Auckland Council budget: Green MP Chlöe Swarbrick launches petition to save ‘essential climate funding’
Interviews by Beth Torrance-Hetherington and Breakfast with Rachel
Auckland Central MP, Chlöe Swarbrick (pictured) is criticising Auckland Mayor Wayne Brown for making “dangerous cuts to essential climate and environmental programmes." Image by the Green Party of Aotearoa.
This week, the Auckland Council released their 2023/2024 annual budget for public consultation. The draft budget outlines Auckland mayor Wayne Brown’s plan to make up a $295m gap in the council’s budget.
The proposal includes $41m in funding cuts to activities, services, and grants the council provides.
Among these proposed cuts are around two-thirds of the council’s funding for environment and climate initiatives.
Auckland Central Green MP, Chlöe Swarbrick has launched a petition to stop what she urges are “dangerous cuts to essential climate and environmental programmes that protect us from extreme weather."
Swarbrick told 95bFM’s The Wire that a driving force behind the petition was “tangible first-hand experience” seeing the consequences of the lack of investment in infrastructure during the recent flooding in Tāmaki Makaurau.
“Essential work is at risk, like improving stormwater management and restoring wetlands to reduce the impact of floods.”
Her petition calls for improving the city’s green spaces to be more resilient to extreme weather and protecting and restoring wetlands, rivers, and streams to keep floodwaters away from homes and communities.
Although the Auckland Council acknowledges the climate crisis, even declaring a climate emergency in 2019, Swarbrick stresses there hasn't been “anywhere enough money where their mouth is”.
“The climate emergency is here. You cannot negotiate with chemistry or physics. You can, however, negotiate and make amendments to the way we think about economics and the kind of spending and investments we have to make.”
Deputy Mayor Desley Simpson told 95bFM’s Breakfast with Rachel that their budget will be a “bitter pill” for Aucklanders.
“From the ratepayer's perspective, we are living in an environment where cost of living and inflationary pressures are going up. The cost for the ratepayer is going to be increased too, and it’s about balancing these things.”

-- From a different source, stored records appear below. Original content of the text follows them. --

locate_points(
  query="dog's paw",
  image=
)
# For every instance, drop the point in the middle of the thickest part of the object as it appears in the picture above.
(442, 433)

The council has also budgeted a $125m reduction in operational spending and is selling its 18% share in Auckland International Airport.
Responding to criticisms that the proposed budget neglects to have a long-term vision for the city, Simpson said the council introduced a special targeted rate intended to raise over half a billion dollars in the next ten years for climate action.
“We haven’t cut that climate action targeted rate, and funding and programmes associated with it stay there.”
Targeted rates are used to fund work that has a local benefit.
You only pay rates if you own residential or commercial property. If you are a residential or commercial tenant, your rent will cover some of the rates costs for the property.
Simpson said their climate targeted rate is focused on things that have the biggest impact on our climate, such as transport, urban ngahere (forests), improvements to bus networks, and water quality targeted rates.
“We’re still doing climate-related work, not just for today but for the future as well.”
Simpson said storm-flood related responses and delivering significant change to water infrastructure in Auckland is an ongoing conversation with the government amidst Three Waters.
The public consultation process for the Council’s budget begins on 28 February and ends at 11pm on 28 March. You can have your say on the proposal on the Auckland Council’s website.